Background: General practice is a highly sedentary occupation, with many GPs spending more than 10.5 hours sitting each workday. This excessive sedentary behaviour and lack of physical activity (PA) is potentially detrimental to the health of GPs, as well as their ability to counsel patients regarding sedentary behaviour and PA. There is a lack of prior research examining the perspectives of GPs regarding their sedentary behaviour and PA.
Aim: To explore GPs' perspectives regarding their sedentary behaviour and PA.
Design & setting: A qualitative interview study of GPs in Northern Ireland.

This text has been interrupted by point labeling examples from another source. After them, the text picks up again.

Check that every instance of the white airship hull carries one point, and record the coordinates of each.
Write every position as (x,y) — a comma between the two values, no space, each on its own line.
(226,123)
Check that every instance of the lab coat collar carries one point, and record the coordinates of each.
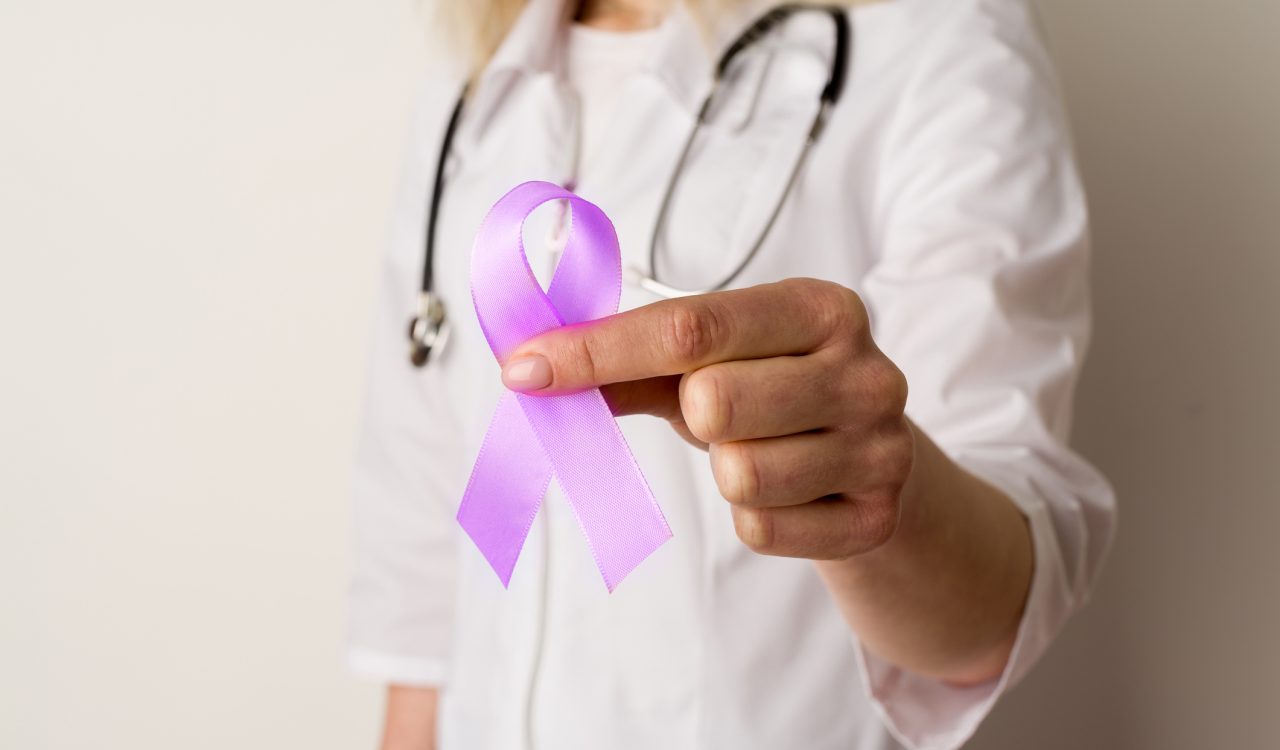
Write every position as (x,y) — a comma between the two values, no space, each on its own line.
(681,62)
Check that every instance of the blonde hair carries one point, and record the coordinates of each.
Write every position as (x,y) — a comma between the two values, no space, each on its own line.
(475,28)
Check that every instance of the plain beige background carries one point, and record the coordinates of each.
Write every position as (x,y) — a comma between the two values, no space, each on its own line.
(192,201)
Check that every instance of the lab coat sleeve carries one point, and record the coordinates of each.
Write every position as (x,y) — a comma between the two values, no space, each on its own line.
(401,598)
(981,297)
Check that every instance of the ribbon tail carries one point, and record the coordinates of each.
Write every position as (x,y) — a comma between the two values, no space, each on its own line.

Method: Semi-structured interviews were conducted with a purposive sample of 13 GPs who had previously taken part in a study to objectively measure their levels of sedentary behaviour and PA. Interview transcripts were analysed using deductive thematic analysis. The Theoretical Domains Framework (TDF) was used to facilitate identification of barriers and enablers affecting the ability of GPs to increase their PA.
Results: Key themes were categorised within six theoretical domains (environmental context and resources, social professional role and identity, goals, social influences, knowledge, and intentions) with sub-themes within each domain.
Conclusion: Most GPs are unhappy with their current levels of sedentary behaviour and PA, and are concerned with how this is affecting their health. Numerous barriers and facilitators were identified affecting the ability of GPs to increase their PA, including working environment, and personal and professional responsibilities, among others. Addressing these could improve the health of GPs and their ability to counsel patients regarding sedentary behaviour and PA.
Keywords: GP; exercise; general practitioners; primary health care; qualitative research methodology; sedentary behaviour.